Der Toni vom Kandergrund - Johanna Spyri geb. Heusser - Страница 1 из 41


1. Kapitel Daheim im Steinhüttchen Hoch oben im
Berner Oberland, noch eine gute Strecke über das von Wiesen
umsäumte Dörfchen Kandergrund hinaus, steht eine kleine,
einsame Hütte, von einem alten Tannenbaum überschattet.

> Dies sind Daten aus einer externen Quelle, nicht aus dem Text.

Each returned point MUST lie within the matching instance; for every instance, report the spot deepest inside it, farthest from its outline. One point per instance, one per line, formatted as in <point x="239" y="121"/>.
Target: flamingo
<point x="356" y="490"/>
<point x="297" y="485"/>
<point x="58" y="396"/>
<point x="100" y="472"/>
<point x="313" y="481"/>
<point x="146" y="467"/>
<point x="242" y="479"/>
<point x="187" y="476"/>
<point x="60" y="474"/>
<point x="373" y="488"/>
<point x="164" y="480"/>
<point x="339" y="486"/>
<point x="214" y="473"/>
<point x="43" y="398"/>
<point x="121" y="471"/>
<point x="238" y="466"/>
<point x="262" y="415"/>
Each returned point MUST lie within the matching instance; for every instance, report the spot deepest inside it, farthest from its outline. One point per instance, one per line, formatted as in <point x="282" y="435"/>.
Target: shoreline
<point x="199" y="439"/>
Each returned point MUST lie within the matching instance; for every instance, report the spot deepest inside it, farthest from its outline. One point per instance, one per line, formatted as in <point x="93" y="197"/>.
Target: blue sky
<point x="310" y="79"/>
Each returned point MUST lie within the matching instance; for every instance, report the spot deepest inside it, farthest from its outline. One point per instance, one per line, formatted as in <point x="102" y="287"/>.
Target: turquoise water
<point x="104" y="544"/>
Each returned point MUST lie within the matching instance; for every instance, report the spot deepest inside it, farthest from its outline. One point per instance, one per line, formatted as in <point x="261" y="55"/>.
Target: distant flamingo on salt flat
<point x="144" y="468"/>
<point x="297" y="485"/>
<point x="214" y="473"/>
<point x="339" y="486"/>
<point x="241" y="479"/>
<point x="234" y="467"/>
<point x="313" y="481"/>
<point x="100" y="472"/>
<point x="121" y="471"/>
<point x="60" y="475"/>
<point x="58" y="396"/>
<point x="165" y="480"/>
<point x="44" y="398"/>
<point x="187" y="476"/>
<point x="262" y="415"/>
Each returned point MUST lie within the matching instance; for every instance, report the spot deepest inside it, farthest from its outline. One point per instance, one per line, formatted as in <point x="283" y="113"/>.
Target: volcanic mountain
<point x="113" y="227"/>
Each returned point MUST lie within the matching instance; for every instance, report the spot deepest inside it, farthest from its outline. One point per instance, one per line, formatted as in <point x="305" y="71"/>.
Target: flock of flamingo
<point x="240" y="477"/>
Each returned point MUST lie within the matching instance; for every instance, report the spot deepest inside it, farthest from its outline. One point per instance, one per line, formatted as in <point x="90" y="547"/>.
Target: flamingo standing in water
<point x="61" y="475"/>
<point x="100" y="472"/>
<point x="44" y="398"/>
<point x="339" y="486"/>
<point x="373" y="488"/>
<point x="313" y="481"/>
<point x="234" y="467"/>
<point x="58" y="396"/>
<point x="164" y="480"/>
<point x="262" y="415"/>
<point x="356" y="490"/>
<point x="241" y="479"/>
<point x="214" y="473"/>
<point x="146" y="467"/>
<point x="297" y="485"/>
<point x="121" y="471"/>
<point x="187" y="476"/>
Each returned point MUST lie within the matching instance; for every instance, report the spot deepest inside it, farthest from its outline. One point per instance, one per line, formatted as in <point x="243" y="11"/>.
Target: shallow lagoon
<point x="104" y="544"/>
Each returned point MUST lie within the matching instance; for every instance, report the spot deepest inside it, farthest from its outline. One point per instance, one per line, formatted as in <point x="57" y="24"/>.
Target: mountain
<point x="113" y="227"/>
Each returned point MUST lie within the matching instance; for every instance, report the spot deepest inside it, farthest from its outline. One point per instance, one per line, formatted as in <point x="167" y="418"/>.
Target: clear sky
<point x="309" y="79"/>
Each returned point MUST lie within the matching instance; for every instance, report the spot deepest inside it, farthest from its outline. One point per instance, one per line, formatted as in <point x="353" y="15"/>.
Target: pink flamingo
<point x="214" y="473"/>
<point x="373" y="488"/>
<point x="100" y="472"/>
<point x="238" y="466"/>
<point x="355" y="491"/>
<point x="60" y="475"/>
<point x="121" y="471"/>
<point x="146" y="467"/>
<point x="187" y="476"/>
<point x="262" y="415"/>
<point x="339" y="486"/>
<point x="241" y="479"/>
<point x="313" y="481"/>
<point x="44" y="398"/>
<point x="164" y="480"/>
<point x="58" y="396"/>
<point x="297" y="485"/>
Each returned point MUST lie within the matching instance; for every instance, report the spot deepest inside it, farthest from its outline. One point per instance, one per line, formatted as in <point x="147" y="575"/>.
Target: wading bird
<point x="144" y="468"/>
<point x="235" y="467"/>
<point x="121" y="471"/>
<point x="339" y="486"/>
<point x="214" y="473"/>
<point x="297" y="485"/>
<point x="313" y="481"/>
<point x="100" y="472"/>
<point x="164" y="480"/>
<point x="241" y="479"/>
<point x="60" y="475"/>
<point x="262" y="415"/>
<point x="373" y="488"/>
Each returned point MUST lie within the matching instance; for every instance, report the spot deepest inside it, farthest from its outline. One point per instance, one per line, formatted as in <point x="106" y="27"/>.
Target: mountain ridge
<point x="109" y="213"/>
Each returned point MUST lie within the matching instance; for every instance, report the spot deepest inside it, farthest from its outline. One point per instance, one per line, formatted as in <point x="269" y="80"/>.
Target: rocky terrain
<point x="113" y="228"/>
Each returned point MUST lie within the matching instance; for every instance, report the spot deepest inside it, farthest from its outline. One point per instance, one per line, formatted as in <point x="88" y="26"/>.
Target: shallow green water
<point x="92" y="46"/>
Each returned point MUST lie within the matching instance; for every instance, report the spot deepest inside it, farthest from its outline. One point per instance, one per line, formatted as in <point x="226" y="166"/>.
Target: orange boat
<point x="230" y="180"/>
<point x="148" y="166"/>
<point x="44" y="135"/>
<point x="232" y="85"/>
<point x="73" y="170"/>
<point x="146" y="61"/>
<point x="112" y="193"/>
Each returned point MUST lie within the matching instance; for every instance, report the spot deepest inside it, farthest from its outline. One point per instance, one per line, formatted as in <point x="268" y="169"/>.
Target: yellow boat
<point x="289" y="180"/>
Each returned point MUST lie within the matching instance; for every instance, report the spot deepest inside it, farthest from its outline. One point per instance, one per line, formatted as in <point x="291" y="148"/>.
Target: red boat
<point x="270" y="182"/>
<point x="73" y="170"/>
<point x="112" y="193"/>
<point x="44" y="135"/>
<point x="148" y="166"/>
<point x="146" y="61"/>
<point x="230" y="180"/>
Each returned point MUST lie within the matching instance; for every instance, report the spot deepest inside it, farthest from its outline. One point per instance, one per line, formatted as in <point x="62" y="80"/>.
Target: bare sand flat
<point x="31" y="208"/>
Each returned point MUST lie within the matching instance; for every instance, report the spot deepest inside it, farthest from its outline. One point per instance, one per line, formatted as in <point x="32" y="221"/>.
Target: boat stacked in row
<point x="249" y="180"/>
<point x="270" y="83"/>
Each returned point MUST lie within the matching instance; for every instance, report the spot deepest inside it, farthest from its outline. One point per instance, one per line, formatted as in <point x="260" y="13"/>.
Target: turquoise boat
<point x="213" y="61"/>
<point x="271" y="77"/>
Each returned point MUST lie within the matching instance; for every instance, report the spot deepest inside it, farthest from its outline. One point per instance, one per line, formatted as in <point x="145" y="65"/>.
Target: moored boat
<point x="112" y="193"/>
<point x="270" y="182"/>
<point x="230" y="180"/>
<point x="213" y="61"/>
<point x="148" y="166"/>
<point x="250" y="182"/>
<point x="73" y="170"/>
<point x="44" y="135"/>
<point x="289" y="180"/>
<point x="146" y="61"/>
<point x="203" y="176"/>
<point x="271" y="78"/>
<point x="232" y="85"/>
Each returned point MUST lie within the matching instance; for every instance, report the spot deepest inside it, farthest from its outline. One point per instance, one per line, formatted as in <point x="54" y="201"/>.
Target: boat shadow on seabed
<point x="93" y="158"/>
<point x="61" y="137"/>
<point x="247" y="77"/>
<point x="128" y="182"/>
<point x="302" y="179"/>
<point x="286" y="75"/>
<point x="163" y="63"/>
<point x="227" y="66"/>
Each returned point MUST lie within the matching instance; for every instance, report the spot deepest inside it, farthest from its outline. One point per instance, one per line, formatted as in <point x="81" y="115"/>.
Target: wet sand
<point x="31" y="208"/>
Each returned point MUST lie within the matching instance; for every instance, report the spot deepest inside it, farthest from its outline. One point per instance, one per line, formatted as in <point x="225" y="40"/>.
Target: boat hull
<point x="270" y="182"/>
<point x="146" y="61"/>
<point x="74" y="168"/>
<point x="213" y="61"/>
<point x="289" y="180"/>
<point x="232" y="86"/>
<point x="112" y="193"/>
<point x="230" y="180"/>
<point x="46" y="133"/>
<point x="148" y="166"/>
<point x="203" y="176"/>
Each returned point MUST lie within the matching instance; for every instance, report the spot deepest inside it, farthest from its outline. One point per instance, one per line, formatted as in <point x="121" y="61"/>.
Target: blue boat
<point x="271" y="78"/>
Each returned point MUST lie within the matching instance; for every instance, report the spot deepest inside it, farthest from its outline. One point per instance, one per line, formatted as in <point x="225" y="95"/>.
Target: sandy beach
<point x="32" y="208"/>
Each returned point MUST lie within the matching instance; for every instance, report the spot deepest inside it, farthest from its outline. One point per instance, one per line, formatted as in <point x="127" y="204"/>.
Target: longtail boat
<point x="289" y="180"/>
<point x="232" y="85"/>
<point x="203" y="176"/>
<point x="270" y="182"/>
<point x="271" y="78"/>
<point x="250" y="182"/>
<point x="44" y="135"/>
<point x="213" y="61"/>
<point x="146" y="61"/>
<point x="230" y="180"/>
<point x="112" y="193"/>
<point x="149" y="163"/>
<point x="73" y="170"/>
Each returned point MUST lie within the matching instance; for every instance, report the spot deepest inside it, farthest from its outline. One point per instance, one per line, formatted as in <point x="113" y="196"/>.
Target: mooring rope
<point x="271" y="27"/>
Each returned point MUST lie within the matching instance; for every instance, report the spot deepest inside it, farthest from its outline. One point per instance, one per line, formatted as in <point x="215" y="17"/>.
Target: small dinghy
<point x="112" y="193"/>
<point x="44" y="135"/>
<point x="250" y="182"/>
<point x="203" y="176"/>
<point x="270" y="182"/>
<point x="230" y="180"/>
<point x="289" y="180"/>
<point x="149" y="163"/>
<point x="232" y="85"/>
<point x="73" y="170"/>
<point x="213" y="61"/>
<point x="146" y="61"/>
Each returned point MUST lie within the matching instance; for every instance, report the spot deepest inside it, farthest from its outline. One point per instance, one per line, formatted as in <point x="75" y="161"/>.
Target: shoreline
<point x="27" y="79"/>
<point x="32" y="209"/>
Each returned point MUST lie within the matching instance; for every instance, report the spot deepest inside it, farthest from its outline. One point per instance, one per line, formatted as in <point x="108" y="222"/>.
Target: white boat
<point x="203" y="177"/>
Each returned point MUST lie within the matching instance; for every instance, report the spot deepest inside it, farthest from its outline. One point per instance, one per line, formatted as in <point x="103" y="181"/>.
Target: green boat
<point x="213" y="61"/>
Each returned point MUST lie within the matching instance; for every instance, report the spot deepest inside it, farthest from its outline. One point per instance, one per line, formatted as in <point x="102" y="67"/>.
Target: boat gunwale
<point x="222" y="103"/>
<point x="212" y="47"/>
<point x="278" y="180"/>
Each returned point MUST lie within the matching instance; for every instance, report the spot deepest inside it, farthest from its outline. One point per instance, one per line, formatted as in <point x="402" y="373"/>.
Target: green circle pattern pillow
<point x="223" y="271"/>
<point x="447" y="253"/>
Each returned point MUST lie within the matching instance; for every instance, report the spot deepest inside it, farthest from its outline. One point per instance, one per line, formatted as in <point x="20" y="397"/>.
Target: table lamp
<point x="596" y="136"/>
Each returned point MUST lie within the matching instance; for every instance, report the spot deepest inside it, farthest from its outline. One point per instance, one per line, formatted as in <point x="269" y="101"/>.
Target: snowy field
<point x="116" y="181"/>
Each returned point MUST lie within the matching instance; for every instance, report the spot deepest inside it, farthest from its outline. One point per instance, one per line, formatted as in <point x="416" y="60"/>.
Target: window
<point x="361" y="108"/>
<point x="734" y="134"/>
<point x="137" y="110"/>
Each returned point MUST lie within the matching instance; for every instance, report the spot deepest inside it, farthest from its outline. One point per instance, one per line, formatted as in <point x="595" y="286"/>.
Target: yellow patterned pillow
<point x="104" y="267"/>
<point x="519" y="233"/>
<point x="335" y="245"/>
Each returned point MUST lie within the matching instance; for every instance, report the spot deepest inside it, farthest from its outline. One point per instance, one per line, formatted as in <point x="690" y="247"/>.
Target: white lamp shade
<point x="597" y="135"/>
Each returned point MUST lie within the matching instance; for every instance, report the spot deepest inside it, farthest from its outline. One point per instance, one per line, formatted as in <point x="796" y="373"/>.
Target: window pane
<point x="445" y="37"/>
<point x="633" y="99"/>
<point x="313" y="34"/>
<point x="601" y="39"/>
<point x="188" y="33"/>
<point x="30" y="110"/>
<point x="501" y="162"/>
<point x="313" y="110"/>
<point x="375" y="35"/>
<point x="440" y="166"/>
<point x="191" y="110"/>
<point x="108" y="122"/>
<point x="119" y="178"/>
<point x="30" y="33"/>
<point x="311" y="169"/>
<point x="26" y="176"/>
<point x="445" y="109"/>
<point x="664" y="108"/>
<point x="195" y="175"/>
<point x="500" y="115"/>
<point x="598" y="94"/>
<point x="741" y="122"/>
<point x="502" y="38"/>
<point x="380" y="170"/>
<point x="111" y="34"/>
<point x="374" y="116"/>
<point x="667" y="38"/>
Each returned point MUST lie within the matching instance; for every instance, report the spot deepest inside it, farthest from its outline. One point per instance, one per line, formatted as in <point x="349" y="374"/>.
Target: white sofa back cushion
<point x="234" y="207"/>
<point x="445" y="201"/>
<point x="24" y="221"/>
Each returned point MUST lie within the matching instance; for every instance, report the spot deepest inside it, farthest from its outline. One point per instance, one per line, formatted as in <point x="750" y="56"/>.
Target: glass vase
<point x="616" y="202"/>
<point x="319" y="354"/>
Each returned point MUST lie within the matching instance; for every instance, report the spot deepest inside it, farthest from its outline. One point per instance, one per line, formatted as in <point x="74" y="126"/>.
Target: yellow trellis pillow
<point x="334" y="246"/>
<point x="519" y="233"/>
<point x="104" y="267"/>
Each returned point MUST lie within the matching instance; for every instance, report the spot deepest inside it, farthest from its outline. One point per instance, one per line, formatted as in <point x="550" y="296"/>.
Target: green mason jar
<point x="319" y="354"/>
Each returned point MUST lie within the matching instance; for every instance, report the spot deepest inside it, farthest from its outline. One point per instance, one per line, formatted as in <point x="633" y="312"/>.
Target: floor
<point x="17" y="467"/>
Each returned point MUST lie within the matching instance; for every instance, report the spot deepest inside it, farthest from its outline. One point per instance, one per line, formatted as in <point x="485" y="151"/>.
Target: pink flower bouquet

Nicht weit davon stürzt von der bewaldeten Felsenhöhe der
Wildbach nieder, der bei großen Regengüssen viel
Felsgestein und Geröll mit fortschwemmt. Wenn der Regen
aufgehört hat, hinterläßt der Bach eine wüste
Steinmasse, die von einem klaren Wasser schnell durchflossen wird.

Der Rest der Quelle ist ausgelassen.